Grease traps capture the oil and grease from the flow of wastewater by slowing down the flow of hot greasy water through the grease trap (actually a tank) and allowing it to cool. As it cools, the grease and oil separate out of the water and float to the top of the trap. The cooler water continues to flow down the drain pipe to the sewer while baffles prevent the accumulated grease and oil from flowing out of the grease trap. The size of the grease trap depends largely on how much waste your business produces and how often you perform trap maintenance. Grease traps may be located inside or outside of the building. Traps that are located inside the building tend to be smaller and require more frequent maintenance. Traps that are located outside the building tend to be larger and may be less disruptive to maintain. Outside grease traps will operate differently in winter versus summer and are more prone to clogging during cold weather. As a business owner/manager, you should know where the grease trap, drain lines, and clean-outs are located at your restaurant.
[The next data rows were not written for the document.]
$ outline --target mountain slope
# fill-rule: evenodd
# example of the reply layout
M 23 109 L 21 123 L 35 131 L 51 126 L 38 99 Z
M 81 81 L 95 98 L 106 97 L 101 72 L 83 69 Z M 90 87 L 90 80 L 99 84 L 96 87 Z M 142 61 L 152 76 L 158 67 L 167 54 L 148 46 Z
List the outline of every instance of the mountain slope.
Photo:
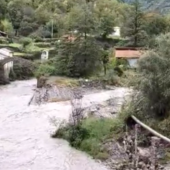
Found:
M 134 0 L 122 0 L 122 2 L 131 3 Z M 170 0 L 139 0 L 139 2 L 145 10 L 170 13 Z

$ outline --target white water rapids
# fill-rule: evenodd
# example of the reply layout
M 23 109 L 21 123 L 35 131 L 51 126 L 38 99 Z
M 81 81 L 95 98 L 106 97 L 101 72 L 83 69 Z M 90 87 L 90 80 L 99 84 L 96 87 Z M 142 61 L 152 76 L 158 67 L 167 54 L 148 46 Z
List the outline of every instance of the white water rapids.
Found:
M 0 87 L 0 170 L 108 170 L 66 141 L 50 137 L 55 127 L 49 118 L 68 119 L 71 106 L 69 102 L 28 106 L 35 84 L 16 81 Z M 125 94 L 123 88 L 89 94 L 83 106 Z

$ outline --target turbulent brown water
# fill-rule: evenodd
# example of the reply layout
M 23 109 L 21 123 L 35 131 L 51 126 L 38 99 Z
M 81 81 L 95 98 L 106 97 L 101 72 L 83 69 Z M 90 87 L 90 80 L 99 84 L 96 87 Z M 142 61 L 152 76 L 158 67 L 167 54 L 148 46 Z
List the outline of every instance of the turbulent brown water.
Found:
M 50 117 L 68 119 L 69 102 L 41 106 L 28 102 L 36 81 L 0 87 L 0 170 L 108 170 L 66 141 L 50 138 Z M 110 91 L 87 95 L 83 105 L 110 98 Z M 119 89 L 116 96 L 124 95 Z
Proper cleaning and maintenance of the grease trap and drain line reduces the amount of solids and grease going into the public sewer system and minimizes the likelihood of back-ups or blockages. Some sanitation districts and/or municipalities require grease traps and periodic maintenance and inspections for specified businesses. This is because untrapped oil and grease in the wastewater decreases pipe capacity over time and eventually will cause the pipe to clog. Piping systems without grease traps need to be cleaned more often and some piping may have to be replaced sooner than otherwise expected. Excessive grease sent to the wastewater treatment plant can also overload their system and cause the facility to exceed its allowable discharge limits. Running extremely hot water down the drain only moves the problem down stream, and may only make it worse. Fixing a sewer line blockage can be expensive, both in terms of potentially lost customers and repair cost. If the pipe clog is within your building sewer line, you will be responsible for fixing the problem and paying all costs. If the clog is in the public sewer line, but can be traced to your restaurant, you will be liable for paying all or a portion of the repair costs. Accumulating the oil and grease close to the source in a properly maintained grease trap is the most cost-effective way.
There are several ways to maintain a grease trap and dispose of the wastes. Your decision will likely be based on cost, availability of services, and disposal/ recycling opportunities in your area. Most restaurants hire a professional pumping service to remove the waste from the grease trap and dispose of it properly. Some areas have service companies that specialize in grease trap wastes, while other areas may have pumping contractors that service grease traps, sand traps, and septic tanks. Pumping service contractors can usually be found in the yellow pages of the telephone book under the listings for “Grease Traps and Service”, “Septic Tanks”.